FX round-up: BoE moves to raise rates, greenback weakens on tax plan
The Bank of England (BoE) raised interest rates on Thursday for the first time in more than 10 years from 0.25% to 0.5%.
The vote to raise rates came in at 7-2, with Monetary Policy Committee (MPC) members Jon Cunliffe and Dave Ramsden dissenting.
BoE Governor Mark Carney hinted at a possible rate rise back in September and the market seems to have been pricing it in since.
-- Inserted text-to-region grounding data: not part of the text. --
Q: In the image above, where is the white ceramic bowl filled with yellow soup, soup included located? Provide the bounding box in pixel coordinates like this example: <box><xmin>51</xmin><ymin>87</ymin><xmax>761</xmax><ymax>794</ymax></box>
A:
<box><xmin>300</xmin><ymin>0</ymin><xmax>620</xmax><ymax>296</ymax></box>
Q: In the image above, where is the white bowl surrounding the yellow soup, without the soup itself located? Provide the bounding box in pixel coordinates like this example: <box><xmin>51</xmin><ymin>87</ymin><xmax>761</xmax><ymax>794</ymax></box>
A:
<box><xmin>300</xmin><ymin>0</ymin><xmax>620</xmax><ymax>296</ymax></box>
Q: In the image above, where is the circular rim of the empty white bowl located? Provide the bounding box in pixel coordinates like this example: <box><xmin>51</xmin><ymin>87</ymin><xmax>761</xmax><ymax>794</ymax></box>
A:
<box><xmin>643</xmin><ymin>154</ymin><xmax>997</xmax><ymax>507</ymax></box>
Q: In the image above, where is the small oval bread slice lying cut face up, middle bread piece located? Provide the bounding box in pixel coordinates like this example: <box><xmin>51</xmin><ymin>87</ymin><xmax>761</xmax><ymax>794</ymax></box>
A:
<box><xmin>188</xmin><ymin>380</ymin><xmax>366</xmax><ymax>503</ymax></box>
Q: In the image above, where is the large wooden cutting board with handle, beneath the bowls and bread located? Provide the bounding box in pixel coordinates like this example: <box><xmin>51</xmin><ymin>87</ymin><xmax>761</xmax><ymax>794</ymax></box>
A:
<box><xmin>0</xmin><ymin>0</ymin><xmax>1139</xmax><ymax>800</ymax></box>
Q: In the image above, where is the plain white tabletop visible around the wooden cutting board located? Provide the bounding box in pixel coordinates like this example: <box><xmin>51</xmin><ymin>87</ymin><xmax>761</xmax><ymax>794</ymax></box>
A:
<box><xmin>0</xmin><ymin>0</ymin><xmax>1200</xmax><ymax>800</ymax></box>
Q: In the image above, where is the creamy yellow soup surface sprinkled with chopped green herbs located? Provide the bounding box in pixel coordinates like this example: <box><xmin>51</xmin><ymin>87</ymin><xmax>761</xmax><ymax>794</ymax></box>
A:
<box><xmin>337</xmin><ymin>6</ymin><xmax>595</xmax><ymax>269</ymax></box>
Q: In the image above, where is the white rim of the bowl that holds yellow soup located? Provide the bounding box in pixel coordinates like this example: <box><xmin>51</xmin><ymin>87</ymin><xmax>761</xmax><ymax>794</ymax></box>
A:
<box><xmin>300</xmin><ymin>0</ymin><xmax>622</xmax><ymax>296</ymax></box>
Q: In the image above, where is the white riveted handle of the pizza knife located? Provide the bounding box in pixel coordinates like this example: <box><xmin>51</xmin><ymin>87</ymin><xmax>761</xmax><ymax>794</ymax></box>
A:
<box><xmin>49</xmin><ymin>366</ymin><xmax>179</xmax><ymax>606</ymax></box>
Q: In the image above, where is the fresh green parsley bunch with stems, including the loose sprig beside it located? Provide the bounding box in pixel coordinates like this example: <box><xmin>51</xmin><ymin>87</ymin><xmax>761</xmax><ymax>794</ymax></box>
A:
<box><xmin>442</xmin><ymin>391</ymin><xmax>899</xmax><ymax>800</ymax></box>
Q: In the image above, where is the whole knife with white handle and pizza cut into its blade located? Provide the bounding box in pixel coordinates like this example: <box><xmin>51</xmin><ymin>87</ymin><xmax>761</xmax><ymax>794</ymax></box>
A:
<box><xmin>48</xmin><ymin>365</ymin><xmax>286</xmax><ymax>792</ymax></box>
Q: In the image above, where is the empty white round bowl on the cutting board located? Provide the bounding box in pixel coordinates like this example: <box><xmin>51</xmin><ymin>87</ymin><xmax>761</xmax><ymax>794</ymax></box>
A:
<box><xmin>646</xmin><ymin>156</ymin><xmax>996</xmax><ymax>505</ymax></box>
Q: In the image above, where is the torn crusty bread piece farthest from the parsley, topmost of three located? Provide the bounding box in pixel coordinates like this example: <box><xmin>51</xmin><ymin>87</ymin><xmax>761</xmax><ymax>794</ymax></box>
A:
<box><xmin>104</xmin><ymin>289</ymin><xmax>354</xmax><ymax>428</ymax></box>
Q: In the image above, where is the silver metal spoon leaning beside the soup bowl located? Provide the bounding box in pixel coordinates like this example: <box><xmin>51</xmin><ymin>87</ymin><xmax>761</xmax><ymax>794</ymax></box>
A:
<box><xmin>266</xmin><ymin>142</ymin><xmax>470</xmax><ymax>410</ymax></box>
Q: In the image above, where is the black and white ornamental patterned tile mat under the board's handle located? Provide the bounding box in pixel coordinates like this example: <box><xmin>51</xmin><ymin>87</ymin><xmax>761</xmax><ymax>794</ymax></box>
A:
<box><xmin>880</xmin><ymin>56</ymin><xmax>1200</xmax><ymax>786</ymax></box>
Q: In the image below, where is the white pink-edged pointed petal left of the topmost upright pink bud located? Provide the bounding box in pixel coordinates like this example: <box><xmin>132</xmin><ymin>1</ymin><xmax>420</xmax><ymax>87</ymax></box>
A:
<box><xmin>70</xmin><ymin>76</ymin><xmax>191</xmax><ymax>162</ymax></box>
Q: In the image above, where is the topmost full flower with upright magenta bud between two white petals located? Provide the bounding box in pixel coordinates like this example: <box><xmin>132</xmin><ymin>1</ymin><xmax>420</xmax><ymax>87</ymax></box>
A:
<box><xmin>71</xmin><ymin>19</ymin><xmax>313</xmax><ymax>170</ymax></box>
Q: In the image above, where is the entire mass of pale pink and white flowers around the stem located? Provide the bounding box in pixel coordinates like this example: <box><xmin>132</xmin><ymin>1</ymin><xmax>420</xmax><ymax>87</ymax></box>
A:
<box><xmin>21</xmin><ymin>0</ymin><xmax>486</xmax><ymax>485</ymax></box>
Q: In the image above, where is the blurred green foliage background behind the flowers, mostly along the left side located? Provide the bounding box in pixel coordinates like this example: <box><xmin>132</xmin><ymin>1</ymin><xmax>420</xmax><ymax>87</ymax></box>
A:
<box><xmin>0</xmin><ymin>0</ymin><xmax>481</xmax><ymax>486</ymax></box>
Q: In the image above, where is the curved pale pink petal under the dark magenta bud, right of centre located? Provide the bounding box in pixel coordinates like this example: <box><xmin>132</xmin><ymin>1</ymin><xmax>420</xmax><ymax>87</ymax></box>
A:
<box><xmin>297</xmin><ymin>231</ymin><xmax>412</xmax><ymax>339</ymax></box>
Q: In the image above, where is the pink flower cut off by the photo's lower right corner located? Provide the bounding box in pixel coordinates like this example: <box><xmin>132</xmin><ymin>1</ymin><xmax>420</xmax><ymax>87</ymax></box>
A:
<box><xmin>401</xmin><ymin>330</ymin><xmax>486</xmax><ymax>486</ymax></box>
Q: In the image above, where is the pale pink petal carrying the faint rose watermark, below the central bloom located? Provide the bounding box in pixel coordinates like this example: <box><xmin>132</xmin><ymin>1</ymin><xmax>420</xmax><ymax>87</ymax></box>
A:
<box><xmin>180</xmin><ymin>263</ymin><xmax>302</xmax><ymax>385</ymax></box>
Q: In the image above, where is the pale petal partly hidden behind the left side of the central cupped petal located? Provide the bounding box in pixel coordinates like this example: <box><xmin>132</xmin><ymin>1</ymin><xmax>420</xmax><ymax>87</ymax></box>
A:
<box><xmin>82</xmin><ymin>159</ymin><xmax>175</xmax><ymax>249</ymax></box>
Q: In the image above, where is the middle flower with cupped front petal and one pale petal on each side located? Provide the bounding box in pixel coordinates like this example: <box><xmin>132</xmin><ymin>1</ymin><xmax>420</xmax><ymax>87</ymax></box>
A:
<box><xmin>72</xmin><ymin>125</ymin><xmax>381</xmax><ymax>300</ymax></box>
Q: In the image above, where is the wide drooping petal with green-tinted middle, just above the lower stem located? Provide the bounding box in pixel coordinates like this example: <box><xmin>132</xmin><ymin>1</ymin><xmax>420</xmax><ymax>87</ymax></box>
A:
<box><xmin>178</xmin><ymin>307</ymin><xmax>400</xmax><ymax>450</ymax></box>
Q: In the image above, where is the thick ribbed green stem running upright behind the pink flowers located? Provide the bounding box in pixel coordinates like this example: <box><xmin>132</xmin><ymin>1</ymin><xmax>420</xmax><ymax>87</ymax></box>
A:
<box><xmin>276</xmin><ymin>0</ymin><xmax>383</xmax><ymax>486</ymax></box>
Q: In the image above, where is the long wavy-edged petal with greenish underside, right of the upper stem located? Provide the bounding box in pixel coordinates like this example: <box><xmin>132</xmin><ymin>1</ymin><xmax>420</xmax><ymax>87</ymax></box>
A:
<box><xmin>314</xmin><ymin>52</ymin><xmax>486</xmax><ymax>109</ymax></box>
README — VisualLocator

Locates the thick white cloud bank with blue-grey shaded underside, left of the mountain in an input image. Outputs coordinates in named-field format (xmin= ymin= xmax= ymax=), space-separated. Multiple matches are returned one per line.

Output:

As a result, once the confirmation came through, a sharp sell off was seen on cable, which seems to have been a classic "buy the rumour, sell the fact" scenario, as well as long positions closing out.
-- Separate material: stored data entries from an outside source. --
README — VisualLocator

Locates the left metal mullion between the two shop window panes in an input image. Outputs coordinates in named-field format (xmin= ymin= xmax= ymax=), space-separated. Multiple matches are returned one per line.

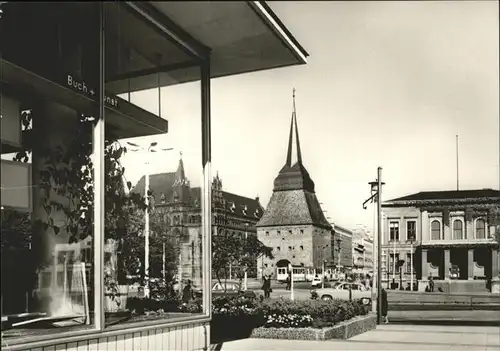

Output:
xmin=93 ymin=3 xmax=105 ymax=330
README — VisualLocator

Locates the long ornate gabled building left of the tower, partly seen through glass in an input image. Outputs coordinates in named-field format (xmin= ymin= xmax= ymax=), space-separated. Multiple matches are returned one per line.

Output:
xmin=133 ymin=158 xmax=264 ymax=282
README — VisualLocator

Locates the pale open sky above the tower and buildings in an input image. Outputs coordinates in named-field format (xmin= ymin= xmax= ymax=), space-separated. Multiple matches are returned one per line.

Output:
xmin=119 ymin=1 xmax=500 ymax=234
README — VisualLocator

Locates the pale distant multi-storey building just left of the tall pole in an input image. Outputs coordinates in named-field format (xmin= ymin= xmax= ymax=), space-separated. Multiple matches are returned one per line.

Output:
xmin=352 ymin=226 xmax=373 ymax=274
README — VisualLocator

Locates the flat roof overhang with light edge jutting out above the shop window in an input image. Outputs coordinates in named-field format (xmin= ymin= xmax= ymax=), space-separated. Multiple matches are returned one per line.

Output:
xmin=107 ymin=1 xmax=309 ymax=94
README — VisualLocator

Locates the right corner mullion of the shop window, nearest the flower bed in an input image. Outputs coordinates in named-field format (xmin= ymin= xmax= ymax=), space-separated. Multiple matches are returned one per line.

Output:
xmin=201 ymin=59 xmax=212 ymax=317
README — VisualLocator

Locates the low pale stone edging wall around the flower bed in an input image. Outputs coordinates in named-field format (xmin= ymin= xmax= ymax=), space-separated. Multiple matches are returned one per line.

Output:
xmin=250 ymin=314 xmax=377 ymax=340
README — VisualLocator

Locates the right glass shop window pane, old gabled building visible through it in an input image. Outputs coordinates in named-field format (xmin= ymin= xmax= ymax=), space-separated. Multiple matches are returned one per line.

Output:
xmin=104 ymin=5 xmax=204 ymax=326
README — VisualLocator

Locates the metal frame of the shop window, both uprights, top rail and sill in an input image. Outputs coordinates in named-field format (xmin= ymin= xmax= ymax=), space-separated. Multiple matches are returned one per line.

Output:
xmin=5 ymin=2 xmax=212 ymax=349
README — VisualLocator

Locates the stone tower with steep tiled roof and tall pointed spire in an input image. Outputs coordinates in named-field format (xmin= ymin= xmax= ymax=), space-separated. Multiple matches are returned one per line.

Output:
xmin=256 ymin=94 xmax=332 ymax=279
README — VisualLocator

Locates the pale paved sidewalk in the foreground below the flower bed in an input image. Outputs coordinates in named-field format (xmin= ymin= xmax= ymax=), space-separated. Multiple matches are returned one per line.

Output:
xmin=211 ymin=324 xmax=500 ymax=351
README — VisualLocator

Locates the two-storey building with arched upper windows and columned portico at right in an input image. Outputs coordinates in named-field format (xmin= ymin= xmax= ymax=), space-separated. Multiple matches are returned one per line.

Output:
xmin=382 ymin=189 xmax=500 ymax=292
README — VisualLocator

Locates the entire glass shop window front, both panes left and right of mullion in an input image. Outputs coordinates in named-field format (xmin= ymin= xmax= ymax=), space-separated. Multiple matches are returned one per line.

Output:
xmin=0 ymin=2 xmax=204 ymax=344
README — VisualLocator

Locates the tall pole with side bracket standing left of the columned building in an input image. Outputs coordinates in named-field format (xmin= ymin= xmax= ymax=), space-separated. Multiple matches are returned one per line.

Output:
xmin=363 ymin=167 xmax=385 ymax=324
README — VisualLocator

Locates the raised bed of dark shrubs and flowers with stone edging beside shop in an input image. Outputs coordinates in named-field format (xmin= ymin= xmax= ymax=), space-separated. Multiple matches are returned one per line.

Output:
xmin=210 ymin=297 xmax=373 ymax=341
Sterling traded 1.42% lower against the dollar by 1700 BST to 1.3062.
"We're going to be in exceptional circumstances for a period of time, certainly until there's clear resolution of the future relationship (with the EU), and even then, maybe longer than that," Carney told reporters.
Carney also stated that any further increases would be "very gradual" as Britain prepares to leave the EU. This somewhat dovish tone also weighed on sterling in the wake of the rate rise.
"Brexit negotiations will determine much of the fate of the economy and the pound, and he has little scope to control either over the next twelve months," said BlackRock's Ben Edwards.
Across the pond in the US, Republicans outlined a $1.51 trillion plan to cut taxes for corporations and some middle class families.
Overall the greenback did not react well to the proposed cuts, with the dollar trading 0.20% lower against a basket of currencies to 94.625.
Little relief came in the form of a better than expected unemployment claims figure with a print of 229,000.
Later tonight (1900 BST) President Trump is expected to name Jerome Powell as the next head of the Federal Reserve, concluding a month long process in which he considered 5 potentials.
Looking ahead for the rest of the week, all eyes will turn to Friday's non-farm payroll figure to gauge some direction for the US labour market.
Over in Europe, figures out on Thursday morning showed that manufacturing expanded more than expected in Spain, Italy and Germany with PMI readings of 55.8, 57.8 and 60.6 respectively.
These figures went some way to help bolster the single currency in the morning and the momentum carried on till the late afternoon, with a little help from a weaker dollar, with EUR/USD trading 0.43% firmer to 1.1673.
Against the pound, the euro soared with GBP/EUR trading 1.78% lower to 1.1197, thanks mostly to the heavy sterling sell off.
Over in Asia, the Japanese yen managed to gain some ground against it's US counterpart with USD/JPY trading 0.1% lower to 114.02.
Japanese Finance Minister Taro Aso hailed on Thursday the achievements of central bank governor Haruhiko Kuroda, noting that the yen's overall weakening as a result of monetary easing has helped boost exports and employment.
"Coordination between fiscal and monetary policies has worked well," Aso told reporters after a cabinet meeting when asked his view on the central bank governor, whose five-year term ends in April.
The Cabinet Office released the consumer confidence figure showing an uptick to 44.5, beating expectations on 43.6.
"Considering upbeat business sentiment, we expect firms' capital investment will stay firm in the second half of this fiscal year," said Yuichiro Nagai, economist at Barclays Securities Japan.
The Australian dollar was helped higher by a better than expected trade balance figure of AUD1.75 billion as well as an expectation beating buildings approval figure of 1.5%.
This helped AUD/USD move 0.51% higher on the day to 0.7716, helping it up from the lows in the 0.7662 area, where it has been floating for the last 6 days.
In a note to clients, analysts at NAB said, "Our model of the economy calls for a 0.9 percent rise in GDP for Q3, taking annual growth up from 1.8 percent to 3.2 percent."